Inadequate communication processes and over-reliance on an electronic health record system to convey critical information at Texas Health Presbyterian Hospital’s emergency department in Dallas led to the initial misdiagnosis last year of Thomas Duncan, America’s first Ebola patient.
That’s the finding of an independent panel which reviewed the 2014 events at Texas Health Presbyterian related to the care and treatment of Duncan, who was initially treated and released, only to return to the hospital’s ED where he was admitted for treatment of Ebola and later died from the disease. Texas Health Resources (THR), which operates the hospital, publicly released the panel’s report on Friday.
The panel focused on the fact that although information concerning Duncan’s travel from Africa was gathered by a nurse as part of the influenza screening process and documented in the patient record, it was not verbally communicated to a physician as directed by a prompt in the EHR from Epic Systems Corporation.
“Information about Mr. Duncan entered in the EHR was not verbally communicated among the staff and the EHR configuration did not provide for automatic alerts on questions related to Mr.
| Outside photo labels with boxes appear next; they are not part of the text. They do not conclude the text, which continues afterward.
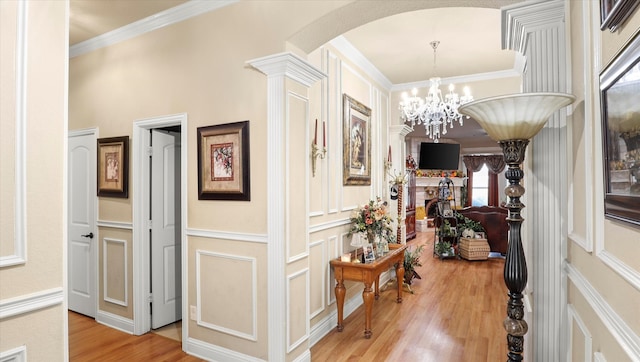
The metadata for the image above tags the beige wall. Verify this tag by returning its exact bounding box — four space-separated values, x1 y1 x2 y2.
567 1 640 361
0 1 68 361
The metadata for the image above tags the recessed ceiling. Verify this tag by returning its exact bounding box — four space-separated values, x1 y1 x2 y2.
69 0 515 148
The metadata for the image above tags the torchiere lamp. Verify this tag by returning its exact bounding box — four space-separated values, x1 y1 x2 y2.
458 93 575 361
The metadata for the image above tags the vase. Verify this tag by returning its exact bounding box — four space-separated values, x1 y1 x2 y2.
367 230 380 256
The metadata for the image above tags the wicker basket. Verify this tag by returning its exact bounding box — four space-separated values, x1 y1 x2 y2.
459 238 491 260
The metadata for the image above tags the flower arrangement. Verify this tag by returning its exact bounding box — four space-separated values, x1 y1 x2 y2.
349 197 394 242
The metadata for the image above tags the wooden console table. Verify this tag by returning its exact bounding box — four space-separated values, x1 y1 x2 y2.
330 244 407 338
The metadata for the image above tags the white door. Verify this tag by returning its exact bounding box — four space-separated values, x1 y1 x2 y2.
151 130 182 329
67 132 98 318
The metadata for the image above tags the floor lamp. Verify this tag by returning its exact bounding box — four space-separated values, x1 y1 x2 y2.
458 93 575 361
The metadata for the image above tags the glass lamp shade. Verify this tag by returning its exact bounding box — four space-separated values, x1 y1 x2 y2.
458 93 576 141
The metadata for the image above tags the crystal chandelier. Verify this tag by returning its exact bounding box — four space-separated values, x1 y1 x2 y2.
398 40 473 143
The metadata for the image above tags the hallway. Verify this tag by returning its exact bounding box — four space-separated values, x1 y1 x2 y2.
311 229 508 362
69 229 507 362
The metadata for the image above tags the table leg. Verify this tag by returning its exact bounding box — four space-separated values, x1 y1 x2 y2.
336 279 346 332
396 258 404 303
362 282 373 339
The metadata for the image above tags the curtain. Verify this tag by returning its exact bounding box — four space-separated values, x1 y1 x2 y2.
462 155 506 206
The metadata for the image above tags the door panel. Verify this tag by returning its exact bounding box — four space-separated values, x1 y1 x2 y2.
151 130 182 329
67 134 97 318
Duncan’s travel history,” states the report. “Once the information was entered, there were no systems in place that would trigger a review or re-asking of critical travel information.”
In addition, the panel noted that viewing this data would have required a clinician in the ED to look beyond the standard patient assessment screen in the EHR to access the travel history from the nursing assessment documentation that was located in the flu screening part of the EHR.
“The electronic health record is a wonderful tool, but we need to have a high-reliability system in place that doesn’t over-rely on that technology and empowers team members to speak up about the condition of a patient,” said Daniel Varga, M.D., chief clinical officer and senior executive vice president for Texas Health.
Subsequently, according to the panel’s report, the health system’s EHR was redesigned to enhance shared communication of clinical data between physicians, nurses, and other members of the clinical team. In addition, prompts and alerts were activated to facilitate rapid sharing of patient information (i.e., detailed travel history, vital signs, and symptoms) that indicate a risk of an emerging infectious disease.
“Going forward, a key system question for THR and other hospitals and health systems is how information technology, informatics and clinical teams will customize the electronic health record to support high quality patient care,” concludes the report. “This will require in-depth study and understanding of how information is communicated across the care team, the usability of EHRs generally, workflow modeling, and ways to enhance clinicians’ situational awareness.”
Epic declined to comment on the panel’s report.